If nothing else, this should put to bed the constant accusation that Google is seeking only to improve its own profits by reforming the patent system. In actuality, it is behaving like the epitome of a good corporate citizen by helping other companies to be yet more profitable at no obvious financial gain to itself. It’s the sort of thing one can imagine, say, Hank Rearden from Atlas Shrugged doing: literally handing over products at no cost to competitors out of sheer respect for their plucky desire to innovate, and solidarity with that goal.
On the other hand, this week also saw the world become aware of a lawsuit filed by another web company that would be funny if it didn’t have such serious consequences for its target. Specifically, the Jewish-focused dating app JDate filed a lawsuit late last year alleging that a competitor, JSwipe, had violated its patent…on the letter J.

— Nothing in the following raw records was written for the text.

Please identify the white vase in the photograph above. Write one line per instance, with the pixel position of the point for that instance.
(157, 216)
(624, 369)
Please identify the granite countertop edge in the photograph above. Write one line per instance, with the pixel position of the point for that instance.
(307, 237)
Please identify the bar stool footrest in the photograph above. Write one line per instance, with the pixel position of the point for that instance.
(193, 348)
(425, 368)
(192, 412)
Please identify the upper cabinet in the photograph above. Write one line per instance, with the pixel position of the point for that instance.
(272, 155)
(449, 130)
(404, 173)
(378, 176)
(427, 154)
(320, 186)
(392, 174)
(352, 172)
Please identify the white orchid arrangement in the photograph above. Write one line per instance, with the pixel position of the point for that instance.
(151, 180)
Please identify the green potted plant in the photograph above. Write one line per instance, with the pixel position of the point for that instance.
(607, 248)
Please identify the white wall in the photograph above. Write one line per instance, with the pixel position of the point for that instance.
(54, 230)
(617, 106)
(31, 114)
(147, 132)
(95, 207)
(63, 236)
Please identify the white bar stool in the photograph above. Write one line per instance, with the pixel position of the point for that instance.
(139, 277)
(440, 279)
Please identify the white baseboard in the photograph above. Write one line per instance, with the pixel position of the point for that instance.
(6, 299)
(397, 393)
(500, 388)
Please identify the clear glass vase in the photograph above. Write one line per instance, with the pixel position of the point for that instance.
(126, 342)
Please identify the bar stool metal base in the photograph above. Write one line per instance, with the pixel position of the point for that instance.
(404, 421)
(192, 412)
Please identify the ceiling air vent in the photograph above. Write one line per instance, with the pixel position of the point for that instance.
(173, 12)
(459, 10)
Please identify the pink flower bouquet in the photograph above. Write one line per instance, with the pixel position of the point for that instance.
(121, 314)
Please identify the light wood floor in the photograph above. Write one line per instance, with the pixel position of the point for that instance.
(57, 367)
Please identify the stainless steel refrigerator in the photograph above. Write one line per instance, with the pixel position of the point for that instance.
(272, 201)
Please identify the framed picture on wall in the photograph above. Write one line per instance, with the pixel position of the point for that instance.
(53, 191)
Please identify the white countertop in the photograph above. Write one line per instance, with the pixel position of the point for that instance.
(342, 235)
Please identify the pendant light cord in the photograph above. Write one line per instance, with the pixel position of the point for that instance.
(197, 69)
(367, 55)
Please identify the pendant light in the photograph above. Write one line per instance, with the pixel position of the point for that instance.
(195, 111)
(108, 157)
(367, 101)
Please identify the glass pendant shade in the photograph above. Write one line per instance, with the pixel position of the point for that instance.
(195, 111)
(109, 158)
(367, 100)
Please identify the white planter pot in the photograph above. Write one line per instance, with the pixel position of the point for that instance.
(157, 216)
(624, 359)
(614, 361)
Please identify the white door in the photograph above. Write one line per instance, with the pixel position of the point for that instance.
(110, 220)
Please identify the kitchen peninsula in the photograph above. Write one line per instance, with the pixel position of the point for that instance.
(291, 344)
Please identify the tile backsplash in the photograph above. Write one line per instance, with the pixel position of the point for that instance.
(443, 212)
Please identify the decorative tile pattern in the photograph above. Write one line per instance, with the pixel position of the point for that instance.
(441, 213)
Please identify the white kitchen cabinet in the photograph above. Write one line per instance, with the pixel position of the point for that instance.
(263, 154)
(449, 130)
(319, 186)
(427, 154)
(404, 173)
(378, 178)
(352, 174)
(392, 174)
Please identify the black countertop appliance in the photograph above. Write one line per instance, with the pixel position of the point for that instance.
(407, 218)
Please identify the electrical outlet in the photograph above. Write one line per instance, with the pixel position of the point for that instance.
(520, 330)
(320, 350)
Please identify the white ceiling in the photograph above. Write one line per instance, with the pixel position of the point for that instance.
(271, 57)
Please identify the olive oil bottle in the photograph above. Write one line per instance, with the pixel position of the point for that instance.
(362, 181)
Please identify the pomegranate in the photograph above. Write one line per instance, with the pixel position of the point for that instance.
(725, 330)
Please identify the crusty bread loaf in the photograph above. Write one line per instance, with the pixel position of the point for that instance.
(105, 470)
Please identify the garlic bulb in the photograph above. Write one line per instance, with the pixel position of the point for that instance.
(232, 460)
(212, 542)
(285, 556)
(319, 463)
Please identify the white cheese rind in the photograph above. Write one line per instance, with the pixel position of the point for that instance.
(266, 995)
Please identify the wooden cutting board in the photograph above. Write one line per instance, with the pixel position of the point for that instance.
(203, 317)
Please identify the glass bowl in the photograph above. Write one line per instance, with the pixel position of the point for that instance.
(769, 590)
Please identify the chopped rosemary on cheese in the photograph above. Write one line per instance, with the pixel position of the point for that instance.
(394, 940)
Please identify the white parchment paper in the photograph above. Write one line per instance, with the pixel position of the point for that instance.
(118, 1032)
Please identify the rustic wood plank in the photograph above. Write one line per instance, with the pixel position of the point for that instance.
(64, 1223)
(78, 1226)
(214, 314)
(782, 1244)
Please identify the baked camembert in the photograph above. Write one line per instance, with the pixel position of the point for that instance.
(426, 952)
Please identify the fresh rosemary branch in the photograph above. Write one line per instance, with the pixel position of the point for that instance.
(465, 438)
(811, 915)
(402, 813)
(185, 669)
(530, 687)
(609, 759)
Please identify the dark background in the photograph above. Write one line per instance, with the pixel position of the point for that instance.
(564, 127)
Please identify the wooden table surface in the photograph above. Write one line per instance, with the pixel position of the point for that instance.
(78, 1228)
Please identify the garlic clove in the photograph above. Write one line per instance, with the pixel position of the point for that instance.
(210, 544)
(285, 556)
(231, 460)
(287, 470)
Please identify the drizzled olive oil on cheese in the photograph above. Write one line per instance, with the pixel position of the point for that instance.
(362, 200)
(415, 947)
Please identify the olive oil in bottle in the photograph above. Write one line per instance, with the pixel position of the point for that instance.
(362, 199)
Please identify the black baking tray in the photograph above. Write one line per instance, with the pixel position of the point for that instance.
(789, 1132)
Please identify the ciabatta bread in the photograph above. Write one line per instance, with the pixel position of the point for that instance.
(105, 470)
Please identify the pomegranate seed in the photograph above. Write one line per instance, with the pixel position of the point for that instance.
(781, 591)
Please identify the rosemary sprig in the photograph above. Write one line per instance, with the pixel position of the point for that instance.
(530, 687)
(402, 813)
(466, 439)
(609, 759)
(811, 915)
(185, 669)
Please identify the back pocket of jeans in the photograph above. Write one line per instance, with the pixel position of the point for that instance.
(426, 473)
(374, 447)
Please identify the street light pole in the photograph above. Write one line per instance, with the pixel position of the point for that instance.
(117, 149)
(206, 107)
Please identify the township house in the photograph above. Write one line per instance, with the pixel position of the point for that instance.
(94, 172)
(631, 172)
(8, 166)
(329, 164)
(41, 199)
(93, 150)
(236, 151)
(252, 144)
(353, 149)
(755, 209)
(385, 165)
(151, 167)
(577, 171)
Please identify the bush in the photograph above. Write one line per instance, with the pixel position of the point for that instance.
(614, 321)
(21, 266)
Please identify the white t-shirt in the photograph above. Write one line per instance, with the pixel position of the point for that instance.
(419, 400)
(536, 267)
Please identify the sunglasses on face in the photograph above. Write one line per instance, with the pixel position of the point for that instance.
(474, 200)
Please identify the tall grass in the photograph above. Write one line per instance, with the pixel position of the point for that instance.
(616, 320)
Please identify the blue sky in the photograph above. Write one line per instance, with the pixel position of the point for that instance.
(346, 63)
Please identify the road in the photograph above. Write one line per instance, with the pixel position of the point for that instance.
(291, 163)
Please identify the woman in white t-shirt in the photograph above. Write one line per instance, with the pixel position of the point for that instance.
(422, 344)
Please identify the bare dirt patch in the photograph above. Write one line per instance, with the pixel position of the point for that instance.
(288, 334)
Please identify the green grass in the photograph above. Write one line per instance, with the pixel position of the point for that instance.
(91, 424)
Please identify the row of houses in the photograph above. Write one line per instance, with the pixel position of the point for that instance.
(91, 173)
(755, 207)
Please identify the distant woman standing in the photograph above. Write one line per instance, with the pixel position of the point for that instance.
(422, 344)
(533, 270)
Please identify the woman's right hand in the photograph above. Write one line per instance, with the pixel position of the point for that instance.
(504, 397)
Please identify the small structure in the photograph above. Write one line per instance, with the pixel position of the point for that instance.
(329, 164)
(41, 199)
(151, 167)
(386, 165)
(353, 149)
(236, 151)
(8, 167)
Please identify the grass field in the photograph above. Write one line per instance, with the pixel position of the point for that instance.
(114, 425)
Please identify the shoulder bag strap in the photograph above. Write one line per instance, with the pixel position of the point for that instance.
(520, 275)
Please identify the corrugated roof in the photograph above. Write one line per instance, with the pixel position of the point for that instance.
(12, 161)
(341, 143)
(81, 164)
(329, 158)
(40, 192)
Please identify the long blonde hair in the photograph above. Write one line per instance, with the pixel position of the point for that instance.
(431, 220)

If this lawsuit prevails, then the law will have officially left reality and entered Sesame Street. Where else can the phrase “this message brought to you by the letter J” (which is to say, by JDate, which claims to own said letter) have actual legal ramifications?
Granted, this seems unlikely, given that JDate’s previous lawsuits against competitors over nothing beyond simply being competitors have also failed. But one wonders whether, if a non-Jewish competitor calling itself “GoyDate” sprung up, JDate would sue them, claiming it has a patent on the word “date” itself!
Unfortunately, while the JDate school of patent litigation is unlikely to get the results it wants in court, the fact remains that most companies are much more like JSwipe than Google, and probably lack the resources to engage in a lengthy and costly court battle. Which means that even nonsensical patents like JDate’s alleged ownership of the letter “J,” or the Schlafly beer company’s claim that only it can use the name “Schlafly” (something even a famous relative of its founder contests), are still worth a pretty penny in the wrong hands. Something needs to be done about this.
And if not for apologists for the current patent regime spinning outright lies, something would have been this month. But now, the only bill that both addresses this crisis and has the support of Congressional leadership has been stymied, often by people parroting the aforementioned outright fictions.
Well, if nothing else, the last week should put this much about the fight over patents into stark contrast: We can live in a world where companies operate in the style of Google, or one where they can engage in rampant industry protectionism like JDate. At the risk of infringing on the patent of whoever owns the word “swiping,” I would suggest we make like dating app users, and swipe right on Google, and swipe Left on JDate.